Under the term “ sense," I comprise whatever is passive in our being, without any reference to the question of materialism or immaterialism; all that man is in common with animals, in kind at least-his sensations, and impressions, whether of his outward senses, or the inner sense of imagination. This, in the language of the schools, was called the vis receptiva, or recipient property of the soul, from the original constitution of which we perceive and imagine all things under the forms of space and time. By the "understanding,” I mean the faculty of thinking and forming judgments on the notices furnished by the sense, according to certain rules existing in itself, which rules constitute its distinct nature. By the pure "reason," I mean the power by which we become possessed of principles,—the eternal verities of Plato and Descartes, and of ideas, not images-as the ideas of a point, a line, a circle, in mathematics;* and of justice, holiness, free-will, and the like, in morals. Hence in works of pure science the definitions of necessity precede the reasoning, in other works they more aptly form the conclusion.

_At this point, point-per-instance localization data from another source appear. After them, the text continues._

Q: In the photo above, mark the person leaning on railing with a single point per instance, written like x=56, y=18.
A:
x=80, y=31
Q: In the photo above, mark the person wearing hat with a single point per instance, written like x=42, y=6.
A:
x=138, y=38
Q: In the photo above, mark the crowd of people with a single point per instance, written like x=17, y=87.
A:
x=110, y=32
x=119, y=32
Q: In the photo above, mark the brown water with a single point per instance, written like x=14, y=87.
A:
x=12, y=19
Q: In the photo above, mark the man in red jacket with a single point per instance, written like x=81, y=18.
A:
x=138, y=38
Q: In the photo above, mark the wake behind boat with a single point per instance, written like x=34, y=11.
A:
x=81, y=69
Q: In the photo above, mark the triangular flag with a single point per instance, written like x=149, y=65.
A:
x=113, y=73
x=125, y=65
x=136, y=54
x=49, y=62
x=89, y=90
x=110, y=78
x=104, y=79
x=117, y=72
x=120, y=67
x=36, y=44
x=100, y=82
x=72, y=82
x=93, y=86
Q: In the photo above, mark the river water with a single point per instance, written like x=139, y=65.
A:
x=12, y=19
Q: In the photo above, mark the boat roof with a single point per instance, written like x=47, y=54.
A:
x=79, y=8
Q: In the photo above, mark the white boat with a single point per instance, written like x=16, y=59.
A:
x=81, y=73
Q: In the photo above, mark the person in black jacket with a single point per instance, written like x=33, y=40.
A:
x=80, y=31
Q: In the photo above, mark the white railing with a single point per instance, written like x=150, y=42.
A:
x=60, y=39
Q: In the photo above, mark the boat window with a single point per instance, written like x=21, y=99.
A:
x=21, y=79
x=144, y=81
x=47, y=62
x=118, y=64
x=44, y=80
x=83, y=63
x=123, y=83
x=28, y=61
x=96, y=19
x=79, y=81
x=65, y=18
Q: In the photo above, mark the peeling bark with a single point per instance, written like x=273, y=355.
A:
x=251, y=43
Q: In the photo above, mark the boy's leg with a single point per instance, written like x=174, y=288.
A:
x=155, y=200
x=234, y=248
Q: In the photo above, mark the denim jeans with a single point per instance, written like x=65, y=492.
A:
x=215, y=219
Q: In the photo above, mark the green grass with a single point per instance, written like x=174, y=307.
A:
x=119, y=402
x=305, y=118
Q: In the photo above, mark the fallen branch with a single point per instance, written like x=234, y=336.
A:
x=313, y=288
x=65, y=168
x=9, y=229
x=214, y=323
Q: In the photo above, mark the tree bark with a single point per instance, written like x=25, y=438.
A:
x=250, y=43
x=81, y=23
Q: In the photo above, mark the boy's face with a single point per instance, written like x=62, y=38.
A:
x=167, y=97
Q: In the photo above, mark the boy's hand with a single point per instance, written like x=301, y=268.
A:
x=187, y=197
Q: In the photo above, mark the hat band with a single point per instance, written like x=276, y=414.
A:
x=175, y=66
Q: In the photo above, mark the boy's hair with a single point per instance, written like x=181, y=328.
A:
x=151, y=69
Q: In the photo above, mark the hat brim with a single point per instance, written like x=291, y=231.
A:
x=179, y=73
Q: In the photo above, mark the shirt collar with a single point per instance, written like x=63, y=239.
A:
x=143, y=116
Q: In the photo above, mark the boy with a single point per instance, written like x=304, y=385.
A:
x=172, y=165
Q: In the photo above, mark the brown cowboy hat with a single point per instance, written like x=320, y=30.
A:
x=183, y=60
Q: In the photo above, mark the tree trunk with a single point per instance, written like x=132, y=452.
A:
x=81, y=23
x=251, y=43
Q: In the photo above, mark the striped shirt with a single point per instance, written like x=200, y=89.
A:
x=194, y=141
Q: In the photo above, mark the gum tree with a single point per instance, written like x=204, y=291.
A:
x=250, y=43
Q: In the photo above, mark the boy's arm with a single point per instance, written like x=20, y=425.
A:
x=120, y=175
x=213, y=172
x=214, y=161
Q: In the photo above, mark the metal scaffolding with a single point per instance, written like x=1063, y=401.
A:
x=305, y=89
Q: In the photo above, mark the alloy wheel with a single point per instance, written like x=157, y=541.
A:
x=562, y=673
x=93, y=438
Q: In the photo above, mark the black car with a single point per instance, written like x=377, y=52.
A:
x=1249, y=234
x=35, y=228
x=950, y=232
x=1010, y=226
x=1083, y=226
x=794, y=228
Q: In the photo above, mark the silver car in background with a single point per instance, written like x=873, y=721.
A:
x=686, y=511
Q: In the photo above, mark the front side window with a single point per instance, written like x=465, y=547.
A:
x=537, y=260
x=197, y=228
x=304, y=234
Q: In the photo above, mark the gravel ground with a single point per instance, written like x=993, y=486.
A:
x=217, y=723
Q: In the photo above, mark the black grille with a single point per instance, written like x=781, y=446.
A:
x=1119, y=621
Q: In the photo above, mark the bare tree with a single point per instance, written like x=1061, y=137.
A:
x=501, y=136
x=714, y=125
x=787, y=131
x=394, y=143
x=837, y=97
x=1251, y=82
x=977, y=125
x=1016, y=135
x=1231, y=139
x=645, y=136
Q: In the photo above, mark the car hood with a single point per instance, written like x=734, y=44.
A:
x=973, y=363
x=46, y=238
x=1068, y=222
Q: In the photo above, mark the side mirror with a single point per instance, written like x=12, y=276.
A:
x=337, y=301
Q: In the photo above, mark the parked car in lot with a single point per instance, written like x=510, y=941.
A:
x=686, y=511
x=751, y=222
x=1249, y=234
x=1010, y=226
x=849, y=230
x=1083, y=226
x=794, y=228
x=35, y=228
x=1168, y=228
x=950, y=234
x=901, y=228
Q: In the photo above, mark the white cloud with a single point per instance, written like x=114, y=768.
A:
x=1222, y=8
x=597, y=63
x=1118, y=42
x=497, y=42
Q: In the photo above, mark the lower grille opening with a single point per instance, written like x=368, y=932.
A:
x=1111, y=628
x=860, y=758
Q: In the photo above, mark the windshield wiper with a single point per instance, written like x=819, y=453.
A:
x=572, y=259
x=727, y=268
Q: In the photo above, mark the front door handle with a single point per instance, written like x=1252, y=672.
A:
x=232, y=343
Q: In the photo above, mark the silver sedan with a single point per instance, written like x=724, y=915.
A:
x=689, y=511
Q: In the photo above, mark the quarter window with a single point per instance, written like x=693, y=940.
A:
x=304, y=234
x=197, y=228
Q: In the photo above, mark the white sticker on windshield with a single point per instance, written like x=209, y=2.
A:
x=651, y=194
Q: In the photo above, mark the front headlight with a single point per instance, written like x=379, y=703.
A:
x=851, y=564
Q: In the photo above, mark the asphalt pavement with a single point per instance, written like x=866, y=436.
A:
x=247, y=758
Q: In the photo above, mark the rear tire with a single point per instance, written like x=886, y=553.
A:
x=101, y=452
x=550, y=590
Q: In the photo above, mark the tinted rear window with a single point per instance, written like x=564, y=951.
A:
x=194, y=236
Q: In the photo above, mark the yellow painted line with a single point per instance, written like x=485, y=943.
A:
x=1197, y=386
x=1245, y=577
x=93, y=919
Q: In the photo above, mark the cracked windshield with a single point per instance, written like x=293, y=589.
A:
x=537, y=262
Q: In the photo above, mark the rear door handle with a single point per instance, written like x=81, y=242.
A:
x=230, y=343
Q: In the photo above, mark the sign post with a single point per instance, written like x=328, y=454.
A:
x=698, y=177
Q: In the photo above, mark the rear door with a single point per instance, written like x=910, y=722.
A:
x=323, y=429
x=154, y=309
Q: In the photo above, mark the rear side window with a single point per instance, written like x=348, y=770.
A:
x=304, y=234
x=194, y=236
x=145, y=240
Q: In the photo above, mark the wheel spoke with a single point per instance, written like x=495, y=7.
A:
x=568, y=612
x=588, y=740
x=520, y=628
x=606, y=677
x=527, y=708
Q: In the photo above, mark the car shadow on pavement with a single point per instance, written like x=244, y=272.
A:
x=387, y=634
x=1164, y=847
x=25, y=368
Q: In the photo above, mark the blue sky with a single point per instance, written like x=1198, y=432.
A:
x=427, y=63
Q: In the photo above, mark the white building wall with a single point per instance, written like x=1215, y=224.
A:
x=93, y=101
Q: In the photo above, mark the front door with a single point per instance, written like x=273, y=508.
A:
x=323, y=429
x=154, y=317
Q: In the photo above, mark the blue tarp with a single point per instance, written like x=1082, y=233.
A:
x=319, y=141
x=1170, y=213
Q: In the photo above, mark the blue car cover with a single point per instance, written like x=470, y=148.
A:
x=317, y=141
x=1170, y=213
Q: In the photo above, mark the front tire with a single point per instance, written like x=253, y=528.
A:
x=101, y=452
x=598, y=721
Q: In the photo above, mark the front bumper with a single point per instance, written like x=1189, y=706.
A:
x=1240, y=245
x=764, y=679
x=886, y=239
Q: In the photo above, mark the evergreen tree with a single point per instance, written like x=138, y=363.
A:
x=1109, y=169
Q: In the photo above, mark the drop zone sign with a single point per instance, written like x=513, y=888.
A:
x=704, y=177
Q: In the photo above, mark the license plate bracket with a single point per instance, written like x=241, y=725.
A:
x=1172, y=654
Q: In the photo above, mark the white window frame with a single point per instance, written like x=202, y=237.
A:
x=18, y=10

To many of my readers it will, I trust, be some recommendation of these distinctions, that they are more than once expressed, and everywhere supposed, in the writings of St. Paul. I have no hesitation in undertaking to prove, that every heresy which has disquieted the Christian Church, from Tritheism to Socinianism, has originated in and supported itself by arguments rendered plausible only by the confusion of these faculties, and thus demanding for the objects of one, a sort of evidence appropriated to those of another faculty.—These disquisitions have the misfortune of being in illreport, as dry and unsatisfactory; but I hope, in the course of the work, to gain them a better character-and if elucidations of their practical impor

* In the severity of logic, the geometrical point, line, surface, circle, and so forth, are theorems, not ideas.